There are always the people covered in Union Jacks who camp out for a week before any royal occasion, but on the whole, the British tend not to get too visibly hysterical about things like Diamond Jubilees. Secretly, however, they seem thrilled to bits - if only because of the excuse to throw a party.
 Of course, republicans think the whole thing should be abolished. I'm torn. Logic tells me to be on the side of the republicans - how can we justify the idea that someone is entitled to a position by birth, rather than earning it through hard work or popular appeal? How can we justify the principle of primogeniture, which dictates that sons take precedence over daughters?
However, the fact remains that there is huge respect for the Queen, and the job she has done for the past 60 years. On the whole, the British admire her, and it is that admiration that even the most reluctant royalists are demonstrating this weekend.
I'll be celebrating with my neighbours tomorrow afternoon, but on Sunday, just after dawn, my daughter and I will be making our way across London to rendezvous with my mother aboard her narrowboat, Galatea. (I've also written a piece about this for the i newspaper, which you can read here.)
We are taking part in the Thames Diamond Jubilee Pageant - we're number 644 of a total of 1,000 boats. These include historic tall ships and the Dunkirk Little Ships, who helped rescue our troops from the beaches of Dunkirk in 1940. If you're not familiar with the story of the Dunkirk evacuation, it is an amazing tale.
There will be music herald boats too. One is even carrying the London Philharmonic!
The Queen will be on a boat, with Prince Philip, Charles and Camilla, William and Kate and Prince Harry. She won't be on the royal barge, Gloriana - that beautiful boat is one of the 10 herald boats, and will have a crew of 18 rowers including Olympic gold medallists Sir Steve Redgrave and Matthew Pinsent. Her Majesty will be on the Spirit of Chartwell, a luxurious cruiser.
Galatea is in the first row of the narrowboats flotilla, and apparently she will be covered in shiny diamonds, with crowns on the roof, if you want to look out for us on the television coverage.
You had to audition to get into the pageant. Apparently hundreds of boats applied and only 40 narrowboats were selected, 10 of which are from the St Pancras Cruising Club, moored at St Pancras Basin, which is where my mother keeps her boat.
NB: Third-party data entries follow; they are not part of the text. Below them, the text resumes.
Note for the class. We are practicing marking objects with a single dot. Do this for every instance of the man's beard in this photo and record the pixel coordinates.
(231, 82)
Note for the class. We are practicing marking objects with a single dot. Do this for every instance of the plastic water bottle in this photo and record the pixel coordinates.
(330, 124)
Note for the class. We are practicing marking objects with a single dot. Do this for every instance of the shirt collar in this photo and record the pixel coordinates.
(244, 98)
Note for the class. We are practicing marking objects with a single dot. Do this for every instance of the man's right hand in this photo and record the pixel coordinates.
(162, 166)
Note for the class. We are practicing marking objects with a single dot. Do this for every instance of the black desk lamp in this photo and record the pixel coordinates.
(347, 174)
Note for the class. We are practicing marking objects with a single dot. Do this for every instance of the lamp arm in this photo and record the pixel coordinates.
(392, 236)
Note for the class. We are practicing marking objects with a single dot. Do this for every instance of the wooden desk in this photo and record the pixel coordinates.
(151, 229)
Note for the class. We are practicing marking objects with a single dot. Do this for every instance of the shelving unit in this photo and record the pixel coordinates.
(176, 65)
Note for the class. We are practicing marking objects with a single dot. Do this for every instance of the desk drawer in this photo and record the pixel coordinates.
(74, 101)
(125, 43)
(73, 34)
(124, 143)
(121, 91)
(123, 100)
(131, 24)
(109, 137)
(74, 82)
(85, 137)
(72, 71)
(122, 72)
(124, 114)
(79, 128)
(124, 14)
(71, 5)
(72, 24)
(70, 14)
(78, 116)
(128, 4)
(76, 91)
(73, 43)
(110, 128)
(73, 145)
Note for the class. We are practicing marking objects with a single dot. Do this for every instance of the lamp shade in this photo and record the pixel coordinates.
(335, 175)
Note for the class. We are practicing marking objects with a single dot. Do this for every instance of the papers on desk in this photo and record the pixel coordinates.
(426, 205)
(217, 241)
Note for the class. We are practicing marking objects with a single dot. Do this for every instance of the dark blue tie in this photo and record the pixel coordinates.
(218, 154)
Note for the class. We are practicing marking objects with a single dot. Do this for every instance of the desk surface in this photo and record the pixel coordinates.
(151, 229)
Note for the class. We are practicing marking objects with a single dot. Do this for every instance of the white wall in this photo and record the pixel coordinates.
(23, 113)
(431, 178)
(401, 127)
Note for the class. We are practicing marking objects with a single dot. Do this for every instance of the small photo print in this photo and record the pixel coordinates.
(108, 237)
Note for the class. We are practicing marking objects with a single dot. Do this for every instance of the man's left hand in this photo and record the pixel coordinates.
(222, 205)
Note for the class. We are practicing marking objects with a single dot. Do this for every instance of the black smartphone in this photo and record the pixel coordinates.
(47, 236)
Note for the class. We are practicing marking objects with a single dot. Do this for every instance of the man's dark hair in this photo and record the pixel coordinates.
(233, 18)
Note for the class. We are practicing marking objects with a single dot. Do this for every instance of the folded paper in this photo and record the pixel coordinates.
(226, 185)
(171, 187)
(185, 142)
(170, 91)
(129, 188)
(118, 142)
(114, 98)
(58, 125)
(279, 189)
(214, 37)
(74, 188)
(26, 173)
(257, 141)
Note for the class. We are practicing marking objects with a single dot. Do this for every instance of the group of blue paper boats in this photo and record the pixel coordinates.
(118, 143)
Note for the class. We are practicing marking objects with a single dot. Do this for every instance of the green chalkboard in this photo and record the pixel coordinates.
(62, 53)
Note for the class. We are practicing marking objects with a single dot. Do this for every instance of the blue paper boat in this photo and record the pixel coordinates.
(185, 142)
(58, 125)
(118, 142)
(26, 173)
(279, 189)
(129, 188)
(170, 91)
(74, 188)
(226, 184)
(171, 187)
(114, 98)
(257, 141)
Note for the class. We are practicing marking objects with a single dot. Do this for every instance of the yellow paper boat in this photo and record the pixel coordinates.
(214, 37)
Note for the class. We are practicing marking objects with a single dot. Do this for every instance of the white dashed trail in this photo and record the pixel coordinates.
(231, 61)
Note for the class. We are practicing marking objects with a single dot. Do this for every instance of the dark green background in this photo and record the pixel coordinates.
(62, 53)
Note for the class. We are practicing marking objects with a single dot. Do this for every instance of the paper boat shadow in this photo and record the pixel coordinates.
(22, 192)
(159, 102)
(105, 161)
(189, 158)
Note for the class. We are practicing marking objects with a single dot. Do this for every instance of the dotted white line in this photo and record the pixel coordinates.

St Pancras have been helping coordinate rehearsals for the pageant, which involves the boats sailing five abreast up the Thames. Here they are practising on the river last weekend.


One of the good things about the river pageant is that it will look fantastic from the air, and it takes in most of the well-known London landmarks, such as Battersea Power Station, above, and the Houses of Parliament and Big Ben, below. The London Philharmonic is playing appropriate music for each landmark - so, for example, they will play the James Bond theme as they pass the MI6 building at Vauxhall, and the Dambusters theme for the RAF Memorial, a gilded eagle on a column of Portland stone on the Victoria Embankment. If you're wondering how they can get an orchestra into a boat, let alone play, have a look at this.


My mother is so excited, she's like a dog with two tails. I'm sure you'll be able to see her beaming from space. But kudos to her - there can't be many women in their 80s who will be taking an active part in the pageant. Oh wait, there's one on the throne.